These, to me, seem like the ‘structures of sin’ that have become popular to speak of in recent pontificates. Pope John Paul II elucidated this in Sollicitudo rei socialis (36), “It is important to note therefore that a world … in which instead of interdependence and solidarity different forms of imperialism hold sway, can only be a world subject to structures of sin. The sum total of the negative factors working against a true awareness of the universal common good, and the need to further it, gives the impression of creating, in persons and institutions, an obstacle which is difficult to overcome.” For John Paul II, structures of sin are rooted in personal sins, that is to say, they have their ultimate source in an act, they are not entirely amorphous. He also seems to want to concretize it further, often applying it to specific institutional arrangements, nations, or governments. That’s true, of course, but what happens afterward, after these structures of sin percolate and corrupt and fester further? The tower of Babel continues to be built. The sense in which I fear structures of sin have become so endemic goes beyond simply institutional exercises of unjust action (and I suppose is partially connected to modern regimes more closely resembling what Bartolus described as a ‘monstrous’ regime, whose “core evil… is a kind of incoherence, a political chaos, in which there is no purposive rule of any kind.”) From that develops a deep and entrenched moral chaos, one that inevitably molds the citizen and makes the debased not just the norm but the instinct. Social sin here becomes something more than personal sin with social character on account of its repercussions (although it also remains that) because it enters into the weltanschauung – and it could not develop to the degree of normalcy it enjoys if not for structural forces (not speaking purely sociologically).
Despite my ostensible rejection of the symbiosis of faith and reason as the aids of the worldly pilgrim, echoes of my worry can be found in St. Thomas on the question of the effects of sin. He writes, “But since the inclination to the good of virtue is diminished in each individual on account of actual sin …through sin, the reason is obscured, especially in practical matters, the will hardened to evil, good actions become more difficult and concupiscence more impetuous” (ST I-II, q.85, a.3 co.). At the same time, in the previous two articles, St. Thomas grapples with the question of whether human nature can be diminished by sin – the answer is both yes and no, depending on the sense one means by nature, but human nature cannot be entirely diminished by sin. What that means for St. Thomas, is that the inclination to virtue continues to persist despite the wounding of human nature through sin, and for the Angelic Doctor that is an unchanging truth. Yet, in the third article, he stakes out a middle ground. Through sin, “reason is obscured,” “the will hardened,” “good actions become more difficult,” “concupiscence more impetuous.” Now, when these truths of human nature and sin are brought into the world of structures of sin, one may easily begin to imagine a spiral downward, sin perpetuated and abstracted further from its original and personal source, all the while continually fed, of course, but impetuousness becomes the rule for the vast majority.

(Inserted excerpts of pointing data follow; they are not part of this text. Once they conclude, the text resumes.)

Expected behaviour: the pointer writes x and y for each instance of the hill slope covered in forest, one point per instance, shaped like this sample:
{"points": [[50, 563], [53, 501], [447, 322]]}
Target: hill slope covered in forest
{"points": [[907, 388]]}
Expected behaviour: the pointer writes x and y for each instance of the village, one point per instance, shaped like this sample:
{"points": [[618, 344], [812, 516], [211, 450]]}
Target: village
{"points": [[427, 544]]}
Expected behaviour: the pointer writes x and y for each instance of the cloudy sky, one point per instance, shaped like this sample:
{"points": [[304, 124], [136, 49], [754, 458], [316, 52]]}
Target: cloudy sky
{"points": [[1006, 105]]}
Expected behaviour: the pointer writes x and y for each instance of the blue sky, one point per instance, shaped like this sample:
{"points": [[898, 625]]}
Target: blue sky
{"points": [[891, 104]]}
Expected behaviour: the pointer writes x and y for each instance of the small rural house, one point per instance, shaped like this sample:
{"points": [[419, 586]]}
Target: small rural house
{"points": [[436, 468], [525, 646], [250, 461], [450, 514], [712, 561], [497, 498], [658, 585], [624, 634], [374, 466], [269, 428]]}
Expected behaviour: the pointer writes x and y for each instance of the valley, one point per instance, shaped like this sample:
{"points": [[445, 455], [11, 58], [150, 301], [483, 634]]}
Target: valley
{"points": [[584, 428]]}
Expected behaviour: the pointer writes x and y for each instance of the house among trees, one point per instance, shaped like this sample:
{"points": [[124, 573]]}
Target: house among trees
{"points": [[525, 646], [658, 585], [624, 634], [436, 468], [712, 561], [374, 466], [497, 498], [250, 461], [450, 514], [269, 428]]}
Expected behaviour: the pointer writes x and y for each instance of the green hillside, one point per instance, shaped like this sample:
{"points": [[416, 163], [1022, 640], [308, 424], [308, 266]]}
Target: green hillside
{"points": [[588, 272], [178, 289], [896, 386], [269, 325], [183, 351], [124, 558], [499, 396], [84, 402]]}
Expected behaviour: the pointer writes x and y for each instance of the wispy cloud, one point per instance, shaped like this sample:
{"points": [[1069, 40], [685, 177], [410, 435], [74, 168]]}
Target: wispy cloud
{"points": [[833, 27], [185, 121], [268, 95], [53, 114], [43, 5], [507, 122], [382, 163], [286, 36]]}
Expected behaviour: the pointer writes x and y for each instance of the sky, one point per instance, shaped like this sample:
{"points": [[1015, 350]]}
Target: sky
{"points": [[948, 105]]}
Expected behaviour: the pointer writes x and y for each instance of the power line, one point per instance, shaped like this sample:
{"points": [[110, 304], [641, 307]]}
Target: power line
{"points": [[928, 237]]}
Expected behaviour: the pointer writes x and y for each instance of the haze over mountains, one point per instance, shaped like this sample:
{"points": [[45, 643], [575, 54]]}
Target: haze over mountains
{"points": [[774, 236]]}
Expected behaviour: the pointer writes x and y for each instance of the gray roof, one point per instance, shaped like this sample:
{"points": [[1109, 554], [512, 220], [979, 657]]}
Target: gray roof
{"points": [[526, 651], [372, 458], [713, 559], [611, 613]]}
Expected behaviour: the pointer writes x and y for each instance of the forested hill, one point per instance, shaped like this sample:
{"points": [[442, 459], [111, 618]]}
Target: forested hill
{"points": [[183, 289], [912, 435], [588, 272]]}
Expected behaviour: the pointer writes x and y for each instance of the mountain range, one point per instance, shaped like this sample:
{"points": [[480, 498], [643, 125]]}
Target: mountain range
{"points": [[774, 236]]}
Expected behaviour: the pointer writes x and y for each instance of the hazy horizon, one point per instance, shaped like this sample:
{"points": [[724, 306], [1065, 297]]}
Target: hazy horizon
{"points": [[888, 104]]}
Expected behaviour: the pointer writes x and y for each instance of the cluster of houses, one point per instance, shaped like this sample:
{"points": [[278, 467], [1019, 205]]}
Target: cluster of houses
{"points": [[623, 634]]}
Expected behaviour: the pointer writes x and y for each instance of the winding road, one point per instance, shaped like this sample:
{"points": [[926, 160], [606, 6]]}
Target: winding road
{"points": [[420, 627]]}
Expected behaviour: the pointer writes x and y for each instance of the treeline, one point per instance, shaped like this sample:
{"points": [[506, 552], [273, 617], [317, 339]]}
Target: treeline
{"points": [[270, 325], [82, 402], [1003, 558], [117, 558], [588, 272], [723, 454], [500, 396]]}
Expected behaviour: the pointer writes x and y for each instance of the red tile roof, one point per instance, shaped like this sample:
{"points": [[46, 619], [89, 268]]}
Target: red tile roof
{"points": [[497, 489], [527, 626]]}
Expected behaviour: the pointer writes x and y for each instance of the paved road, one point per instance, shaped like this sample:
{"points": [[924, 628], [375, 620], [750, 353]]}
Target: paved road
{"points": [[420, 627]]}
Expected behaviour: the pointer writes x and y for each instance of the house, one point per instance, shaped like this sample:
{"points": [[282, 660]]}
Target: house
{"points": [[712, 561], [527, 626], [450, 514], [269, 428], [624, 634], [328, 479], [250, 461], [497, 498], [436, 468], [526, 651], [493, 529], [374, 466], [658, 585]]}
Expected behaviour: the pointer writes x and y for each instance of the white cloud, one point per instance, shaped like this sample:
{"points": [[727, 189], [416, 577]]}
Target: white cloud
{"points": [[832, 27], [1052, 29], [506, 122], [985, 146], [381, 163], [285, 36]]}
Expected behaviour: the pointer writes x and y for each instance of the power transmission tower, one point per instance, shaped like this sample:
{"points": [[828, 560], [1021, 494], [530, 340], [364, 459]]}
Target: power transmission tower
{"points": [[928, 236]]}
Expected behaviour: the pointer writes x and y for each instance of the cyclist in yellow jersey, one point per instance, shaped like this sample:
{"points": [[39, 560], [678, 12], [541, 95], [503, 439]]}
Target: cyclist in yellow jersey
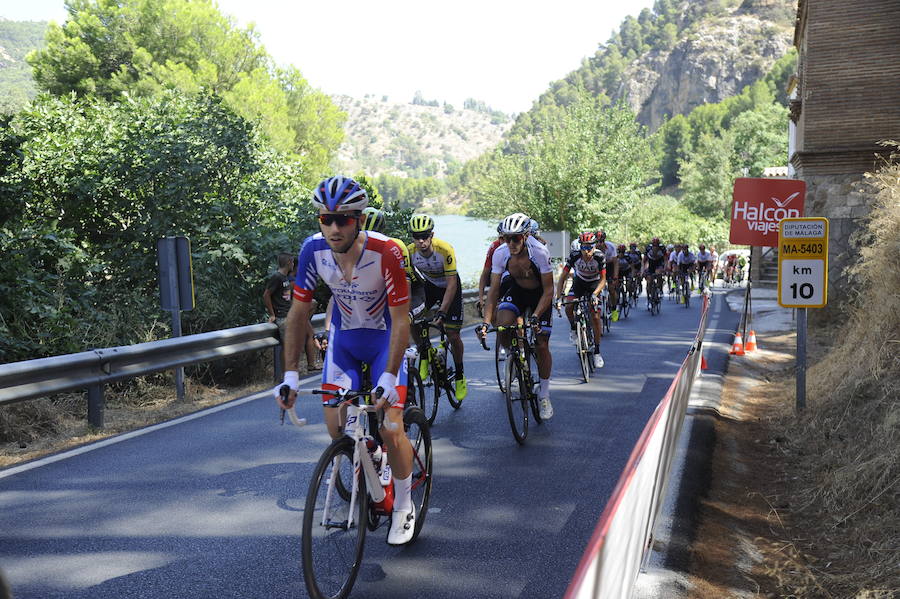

Some of these vague thoughts lurked back while looking at Crivelli’s panel of Christ supported by two baby angels, once adorning the top of an altarpiece. I found myself enamored by the angel’s face. The profound sadness and exhaustion depicted, alongside the tenderness of the baby angel’s loving embrace… is the angel meant to be suffering with Christ? Or is he reflecting the pain of the mere human being, the crucifiers of Christ, after seeing what they have done? With the humanity and frailty of the image, the viewer cannot help but share the pain and the burden, and hopefully drop to their knees to beg for forgiveness, too.
And to avoid total scandal by the close of this, I ought to end with these lines from the Exsultet, for the reason that no matter whatever fleeting despair (a sin, too, I need to continually remind myself) the death of Death is found in the Resurrection.
By His perfect grace may we be saved and delivered to eternal life.
O certe necessarium Adae peccatum,
quod Christi morte deletum est!
O felix culpa,
quae talem ac tantum meruit habere Redemptorem!